Parameter estimation of default portfolios using the Merton model and Phase transition

TL;DR

This paper explores phase transitions in default probability estimation using the Merton model, revealing slow convergence issues linked to power-law decay of correlations, impacting parameter estimation accuracy.

Contribution

It introduces a phase transition analysis within the Merton model framework, highlighting the effects of power-law decay on default probability estimation and convergence behavior.

Findings

Phase transition occurs when temporal correlation decays by power law.

PD estimator converges slowly when the power index is less than one.

Empirical data suggests PD has long memory, complicating estimation.

Abstract

We discuss the parameter estimation of the probability of default (PD), the correlation between the obligors, and a phase transition. In our previous work, we studied the problem using the beta-binomial distribution.
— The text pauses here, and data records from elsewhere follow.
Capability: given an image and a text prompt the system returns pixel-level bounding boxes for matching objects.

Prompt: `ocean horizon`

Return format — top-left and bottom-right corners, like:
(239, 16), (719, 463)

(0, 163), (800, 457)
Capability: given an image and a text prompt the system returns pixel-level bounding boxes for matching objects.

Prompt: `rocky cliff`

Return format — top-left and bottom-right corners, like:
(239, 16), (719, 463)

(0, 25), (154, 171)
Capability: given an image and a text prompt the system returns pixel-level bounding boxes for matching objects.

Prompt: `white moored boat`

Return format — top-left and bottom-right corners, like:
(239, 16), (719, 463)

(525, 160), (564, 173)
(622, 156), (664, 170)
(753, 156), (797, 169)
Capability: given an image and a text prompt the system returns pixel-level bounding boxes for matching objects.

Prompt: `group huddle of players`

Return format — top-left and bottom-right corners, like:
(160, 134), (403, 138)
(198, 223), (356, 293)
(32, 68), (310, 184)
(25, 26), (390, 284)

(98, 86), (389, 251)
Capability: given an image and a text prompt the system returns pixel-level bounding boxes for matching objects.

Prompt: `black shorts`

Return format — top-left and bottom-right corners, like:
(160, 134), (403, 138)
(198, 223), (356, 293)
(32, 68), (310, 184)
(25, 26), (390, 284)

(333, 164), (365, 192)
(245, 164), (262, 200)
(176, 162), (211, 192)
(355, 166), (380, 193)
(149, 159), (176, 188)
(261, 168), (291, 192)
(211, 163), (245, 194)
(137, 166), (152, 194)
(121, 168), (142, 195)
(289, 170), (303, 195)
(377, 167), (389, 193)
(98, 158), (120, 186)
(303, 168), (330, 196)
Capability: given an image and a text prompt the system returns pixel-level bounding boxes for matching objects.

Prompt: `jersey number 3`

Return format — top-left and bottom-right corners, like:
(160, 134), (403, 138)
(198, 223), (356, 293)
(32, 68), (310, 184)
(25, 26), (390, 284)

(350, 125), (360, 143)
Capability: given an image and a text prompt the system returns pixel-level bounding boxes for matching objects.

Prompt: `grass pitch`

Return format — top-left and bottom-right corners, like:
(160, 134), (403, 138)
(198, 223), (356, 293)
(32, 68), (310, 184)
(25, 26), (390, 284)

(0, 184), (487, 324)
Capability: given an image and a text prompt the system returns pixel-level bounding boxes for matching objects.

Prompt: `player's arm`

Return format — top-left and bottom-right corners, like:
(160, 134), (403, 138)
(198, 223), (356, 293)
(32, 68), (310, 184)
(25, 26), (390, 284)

A non-equilibrium phase transition with an order parameter occurs when the temporal correlation decays by power law. In this article, we adopt the Merton model, which uses an asset correlation as the default correlation, and find that a phase transition occurs when the temporal correlation decays by power law. When the power index is less than one, the PD estimator converges slowly. Thus, it is difficult to estimate PD with limited historical data. Conversely, when the power index is greater than one, the convergence speed is inversely proportional to the number of samples. We investigate the empirical default data history of several rating agencies. The estimated power index is in the slow convergence range when we use long history data. This suggests that PD could have a long memory and that it is difficult to estimate parameters due to slow convergence.